“Fitch Ratings has today placed the Republic of Ireland’s ‘AAA’ Long-term foreign currency Issuer Default Rating (IDR) on Rating Watch Negative.
The rating action reflects recent disappointing news on government revenue performance which points to very sharp declines in tax receipts across the board in January and February. This will intensify the policy challenges facing the government as it seeks to tighten fiscal policy further than anticipated in the midst of a steep recession and raises the risk of fiscal slippage.
In the first two months of this year revenues were again below the already low expectations built into the government’s January forecasts.

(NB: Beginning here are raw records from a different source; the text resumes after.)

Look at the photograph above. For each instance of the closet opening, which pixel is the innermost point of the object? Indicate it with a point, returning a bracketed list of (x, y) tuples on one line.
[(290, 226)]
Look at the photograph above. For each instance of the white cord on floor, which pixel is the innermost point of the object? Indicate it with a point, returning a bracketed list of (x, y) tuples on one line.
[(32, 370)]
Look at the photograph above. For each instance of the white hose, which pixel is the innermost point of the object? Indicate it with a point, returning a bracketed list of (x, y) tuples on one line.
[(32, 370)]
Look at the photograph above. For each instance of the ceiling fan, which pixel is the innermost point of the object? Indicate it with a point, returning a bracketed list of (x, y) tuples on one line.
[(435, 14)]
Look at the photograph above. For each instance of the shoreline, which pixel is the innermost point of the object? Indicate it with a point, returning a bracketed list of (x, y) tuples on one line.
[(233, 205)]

In response to these forecasts Government took action designed to produce savings this year of EUR2bn and thereby reduce the government’s deficit to 9.5% of GDP. The latest information suggests, in the absence of any further Government action, the 2009 deficit could be increased by another EUR4bn, equivalent to over 2% of GDP, implying a revised deficit of 11.5% – 12%. The Prime Minister has said that new tougher measures on both taxation and public expenditure to rectify the further slippage in the fiscal position will be announced and a supplementary Budget is scheduled for the first week of April.

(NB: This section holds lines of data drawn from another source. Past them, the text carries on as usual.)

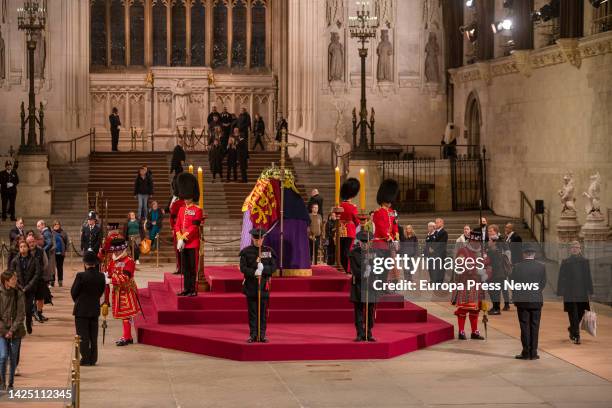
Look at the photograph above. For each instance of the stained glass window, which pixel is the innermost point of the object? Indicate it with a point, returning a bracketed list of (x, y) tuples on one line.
[(159, 34), (97, 35), (117, 32), (179, 55), (239, 34), (219, 35), (137, 33), (258, 36), (198, 32)]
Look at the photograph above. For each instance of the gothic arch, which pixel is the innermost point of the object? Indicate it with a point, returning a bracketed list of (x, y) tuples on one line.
[(473, 124)]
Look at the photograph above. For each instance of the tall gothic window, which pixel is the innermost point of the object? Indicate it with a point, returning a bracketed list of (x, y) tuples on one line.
[(97, 35), (219, 33), (198, 33), (239, 29), (117, 31), (258, 36), (137, 33), (160, 42)]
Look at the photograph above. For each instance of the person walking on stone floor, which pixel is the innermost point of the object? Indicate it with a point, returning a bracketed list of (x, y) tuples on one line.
[(8, 190), (575, 285), (243, 158), (115, 126), (232, 159), (87, 289), (257, 264)]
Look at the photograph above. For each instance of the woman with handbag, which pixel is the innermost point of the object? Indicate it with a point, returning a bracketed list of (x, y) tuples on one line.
[(575, 286), (469, 300)]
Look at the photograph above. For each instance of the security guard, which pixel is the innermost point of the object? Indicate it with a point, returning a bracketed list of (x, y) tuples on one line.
[(362, 291), (257, 263)]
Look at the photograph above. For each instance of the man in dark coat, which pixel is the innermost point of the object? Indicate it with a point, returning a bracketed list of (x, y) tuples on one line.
[(8, 189), (115, 125), (243, 158), (440, 242), (315, 198), (362, 290), (86, 291), (29, 273), (528, 300), (575, 285), (259, 130), (91, 234), (257, 263), (243, 122), (178, 159), (215, 158), (514, 243)]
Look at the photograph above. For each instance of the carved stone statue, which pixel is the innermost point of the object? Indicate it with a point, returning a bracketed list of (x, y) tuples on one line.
[(432, 49), (336, 58), (593, 194), (384, 11), (40, 55), (2, 58), (180, 95), (384, 51), (334, 12), (567, 195)]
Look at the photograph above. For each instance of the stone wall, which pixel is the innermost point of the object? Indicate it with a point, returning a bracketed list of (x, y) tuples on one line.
[(543, 113), (410, 108)]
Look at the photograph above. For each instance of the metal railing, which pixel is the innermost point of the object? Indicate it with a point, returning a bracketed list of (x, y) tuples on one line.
[(74, 149), (532, 221)]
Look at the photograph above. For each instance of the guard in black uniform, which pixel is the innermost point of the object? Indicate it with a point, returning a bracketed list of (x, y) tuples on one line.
[(257, 262), (362, 289), (91, 234)]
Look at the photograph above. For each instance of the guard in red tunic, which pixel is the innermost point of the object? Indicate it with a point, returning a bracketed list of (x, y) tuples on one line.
[(173, 209), (120, 273), (187, 231), (349, 219), (105, 254), (469, 301), (386, 231)]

Fitch will re-assess the medium term prospects for Ireland’s public finances in light of the deterioration in revenue prospects, forthcoming policy announcements and worsening economic conditions, which could raise the potential call on government funds to support the Irish banks. A Rating Watch Negative is typically resolved within three to six months.”
As a reminder, there are 2 stages in the process of changing ratings with S&P and Fitch (Moody’s is a bit different).
“Rating Watch Negative”
This means action imminent in days (max 4 weeks), and is typically almost certain.
This means action possible within months (sometime years for sovereigns).
(Ireland is still AAA/Aaa neg outlook with S&P, Moody’s)
The worst damage to spreads is done with the Outlooks… but if the day wants it, any statement is as good an excuse as any to sell risk…
Irish – Bund 2013 and 2018 back to near their highs in terms of yield spread, at 262bp and 284bp respectively.